Finance participative : Un nouveau paradigme pour promouvoir l’inclusion financière

Une industrie qui émerge depuis début 2017 au Maroc

Levier du développement du marché financier, les banques participatives favoriseront l’intégration au sein du système économique national d’une grande masse de la population n’ayant pas accès aux services bancaires conventionnels.

Après de longues années d’attente, la finance participative fait son entrée officielle au Maroc. Début 2017 a été marqué par l’octroi d’agrément à 8 établissements bancaires pour le lancement de cinq banques et trois fenêtres participatives. Une décision prise par le comité des établissements de crédit, présidé par le wali de Bank Al-Maghrib et ce conformément aux dispositifs de la loi n° 103-12 relative aux établissements de crédit et organismes assimilés. Ces nouvelles entités dont la première est opérationnelle depuis quelques jours joueront un rôle important dans la promotion de l’inclusion financière au niveau national. Levier du développement du marché financier, les banques participatives favoriseront l’intégration au sein du système économique national d’une grande masse de la population n’ayant pas accès aux services bancaires conventionnels. Avant de franchir ce nouveau cap, le Maroc a jeté les jalons d’une expérience réussie. La réflexion autour d’un système participatif a démarré depuis 2004. La banque centrale a entamé depuis cette date la formation de ses agents. Des visites d’études à l’international ont été programmées afin de faire découvrir aux agents marocains les mécanismes de la finance participative. Trois années plus tard, la recommandation de Bank Al-Maghrib est entrée en vigueur autorisant la commercialisation de trois produits alternatifs, en l’occurrence Mourabaha, Ijara et Moucharaka. Toutefois, ces produits n’ont pas connu un grand engouement mais ont permis d’alimenter la réflexion autour de l’émergence du secteur de la finance participative. Les échanges ont permis ainsi d’identifier les meilleures pratiques pour la mise en place d’un écosystème performant.

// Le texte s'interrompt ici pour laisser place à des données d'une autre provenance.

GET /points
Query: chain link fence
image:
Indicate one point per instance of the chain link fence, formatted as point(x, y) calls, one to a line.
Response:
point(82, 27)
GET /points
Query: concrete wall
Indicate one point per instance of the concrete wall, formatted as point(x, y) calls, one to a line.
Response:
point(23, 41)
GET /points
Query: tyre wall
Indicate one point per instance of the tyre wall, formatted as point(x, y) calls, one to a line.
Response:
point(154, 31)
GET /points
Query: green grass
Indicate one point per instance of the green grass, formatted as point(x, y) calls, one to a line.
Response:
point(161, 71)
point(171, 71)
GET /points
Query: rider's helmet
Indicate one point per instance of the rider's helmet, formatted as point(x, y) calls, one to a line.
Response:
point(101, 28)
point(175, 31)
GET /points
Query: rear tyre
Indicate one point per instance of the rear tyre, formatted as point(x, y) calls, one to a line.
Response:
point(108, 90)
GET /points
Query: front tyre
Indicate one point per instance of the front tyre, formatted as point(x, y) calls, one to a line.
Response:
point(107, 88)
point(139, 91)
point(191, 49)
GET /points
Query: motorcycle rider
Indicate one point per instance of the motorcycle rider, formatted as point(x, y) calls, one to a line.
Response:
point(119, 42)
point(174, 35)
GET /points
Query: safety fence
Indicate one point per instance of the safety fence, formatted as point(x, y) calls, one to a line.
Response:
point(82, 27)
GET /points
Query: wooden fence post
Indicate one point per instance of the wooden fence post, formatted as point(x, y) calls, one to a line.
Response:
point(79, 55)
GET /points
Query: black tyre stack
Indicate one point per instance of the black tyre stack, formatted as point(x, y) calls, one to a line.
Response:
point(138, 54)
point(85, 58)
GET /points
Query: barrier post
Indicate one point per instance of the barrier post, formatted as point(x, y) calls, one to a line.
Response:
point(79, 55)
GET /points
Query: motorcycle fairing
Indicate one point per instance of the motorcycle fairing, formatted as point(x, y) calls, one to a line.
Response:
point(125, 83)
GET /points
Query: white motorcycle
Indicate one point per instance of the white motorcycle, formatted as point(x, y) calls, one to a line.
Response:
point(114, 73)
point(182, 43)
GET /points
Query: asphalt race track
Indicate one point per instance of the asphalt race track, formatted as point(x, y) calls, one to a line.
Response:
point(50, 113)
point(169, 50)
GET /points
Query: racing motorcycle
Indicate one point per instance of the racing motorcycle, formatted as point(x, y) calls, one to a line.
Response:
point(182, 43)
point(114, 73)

Une architecture institutionnelle innovante

Le marché financier marocain se distingue par son architecture institutionnelle. Conventionnel soit-il ou participatif, l’ensemble du système financier est intégré dans une seule loi. Ceci permet, selon les opérateurs, d’assurer un traitement équitable et prudentiel. Le modèle marocain s’illustre par ailleurs par sa cohérence et aussi par le fait de disposer d’un seul Charia Board, placé sous le contrôle du Conseil supérieur des ouléma. Ce comité de conformité a pour mission de délivrer des avis au sujet des produits et des services issus de la finance participative dont Takaful (assurance participative), Sukuk (certificat d’investissement islamique) et dépôts bancaires participatifs. Depuis sa constitution en Ramadan 2015, le Charia Board a validé en concertation avec Bank Al-Maghrib trois circulaires relatives aux produits de financements Mourabaha, Ijara, Moucharaka, Moudaraba et Salam.

Le comité a également validé les circulaires relatives aux dépôts d’investissement ainsi que l’ouverture de fenêtre participative au niveau des banques conventionnelles.

Vulgarisation, un défi à relever

En donnant le coup d’envoi aux 8 établissements bancaires pour opérer dans la finance participative, le Maroc installe un marché apte à répondre à une clientèle demandeuse.

Le but étant d’instaurer une finance participative irréprochable pour l’ensemble des consommateurs. A cet effet, les opérateurs s’engagent à répondre de façon claire et qualitative aux attentes des clients potentiels. Pour réussir ce pari, la vulgarisation reste de mise. La finalité est d’expliquer ce nouveau mode de financement qui fait son entrée dans une sphère ayant été guidée depuis plus de six décennies par la finance conventionnelle. Les opérateurs de la finance participative sont ainsi contraints d’être au même niveau de qualité et d’offre que ceux de la finance classique. Une fois le cap de la vulgarisation passé que les nouvelles entités pourront déployer leurs offres respectives.